A carbon dioxide laser is a molecular laser. The main substance is carbon dioxide molecules. It can manifest various energy states depending on its vibration and rotation patterns. The basic energy network is shown in Figure 1. The gas mixture in carbon dioxide is a plasma (plasma) formed from a low pressure gas (usually 30-50 Torr) due to the release of electrons. As the Maxwell-Boltzmann distribution law states, in a plasma, molecules exhibit a variety of excited states. Some will exhibit a high energy state (00o1) which behaves as an asymmetrically oscillating state.The molecule also occasionally loses energy when colliding with a hollow wall or emanating naturally. By naturally emitting this high-energy state drops to a symmetrical wiggling state (10o0) and emits photons (a beam of 10.6 μm wavelength) that may travel in any direction.
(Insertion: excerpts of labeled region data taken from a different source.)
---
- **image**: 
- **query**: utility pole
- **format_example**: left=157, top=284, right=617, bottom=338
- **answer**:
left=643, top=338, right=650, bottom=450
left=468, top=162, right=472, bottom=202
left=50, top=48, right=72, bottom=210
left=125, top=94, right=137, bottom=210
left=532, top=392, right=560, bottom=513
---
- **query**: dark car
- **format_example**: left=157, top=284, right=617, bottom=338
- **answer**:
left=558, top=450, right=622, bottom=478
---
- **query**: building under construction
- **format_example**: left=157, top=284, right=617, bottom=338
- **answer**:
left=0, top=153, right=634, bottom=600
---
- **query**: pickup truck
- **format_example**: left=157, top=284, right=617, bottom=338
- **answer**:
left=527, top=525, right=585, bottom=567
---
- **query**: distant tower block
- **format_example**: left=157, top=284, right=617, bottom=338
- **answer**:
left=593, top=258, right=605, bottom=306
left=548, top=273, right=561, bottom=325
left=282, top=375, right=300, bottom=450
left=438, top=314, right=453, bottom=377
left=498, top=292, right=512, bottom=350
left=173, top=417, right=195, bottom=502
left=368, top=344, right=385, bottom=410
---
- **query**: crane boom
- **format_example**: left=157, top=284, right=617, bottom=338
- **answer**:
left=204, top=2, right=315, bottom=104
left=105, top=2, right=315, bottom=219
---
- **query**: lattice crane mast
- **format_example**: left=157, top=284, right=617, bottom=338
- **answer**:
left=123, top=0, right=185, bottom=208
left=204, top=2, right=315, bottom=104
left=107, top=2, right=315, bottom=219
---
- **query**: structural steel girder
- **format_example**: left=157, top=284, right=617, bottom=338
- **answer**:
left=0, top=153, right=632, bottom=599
The Working Principle And Classification Of CO2 Laser
The Working Principle And Classification Of CO2 Laser

Occasionally, one of these photons will travel down the cavity along the optical axis and will also wiggle in the resonance mirror.

In general, the working substance of CO2 lasers is a mixture of carbon dioxide, helium, and nitrogen. Nitrogen acts as a buffer gas and its molecules resonate to deliver stimulating energy to carbon dioxide molecules. Since the relaxation level (01110) is the bottleneck, the helium acts as a thermal gullet to transfer energy to the level (01110) to the helium atoms.

2.The Types Of Carbon Dioxide Lasers


The way waste heat is rejected has a large impact on laser system design. In principle, there are two possible ways. The first method is based on the automatic processing of naturally diffusing hot gas to the pipe wall, and the operating principle is the sealing and slow axial flow laser. The second is based on gas forced convection, which operates on the principle of fast axial flow laser. In general, there are five main types of CO2 lasers:

  • Sealed or flowless
  • slow axial flow
  • Fast axial flow
  • fast lateral flow
  • Laterally Excited Atmosphere (TEA)

Sealed or flowless CO2 lasers are often used for beam deflection laser marking. Its discharge tube is completely sealed. The quality of this laser beam is very good. And in most cases the entire discharge tube can be replaced with a new one and the old one can be refilled so it is easy to maintain. This eliminates the need for a separate gas supply system. Only need to make fewer connections at the laser head. So it’s both tight and lightweight. But its energy output is low (usually less than 200 watts).

TEA CO2 lasers are commonly used in shield fabrication. Operate only in pulsed situations. Air flow is low and air pressure is high. The excitation voltage is about 10,000 volts. This laser beam energy distribution is uniform over a relatively large area. Its highest energy can reach up to 1012 watts and its pulse width is very small. However, this form of laser is difficult to focus on small spots due to multi-state operation.

3.The Power Supply Of The Pump


For CW CO2 lasers, there are generally three main ways to power the pump. For example: direct current (DC), high frequency (HF), radio frequency (RF). The DC power supply is the easiest to design. Electrons alternate between frequencies of 20-50 kHz in high frequency powered mode. High-frequency power supplies are compact in size and more efficient than direct current. In RF power supply electrons alternate between frequencies of 2 to 100 MHz. Compared with direct current, its voltage and efficiency are lower.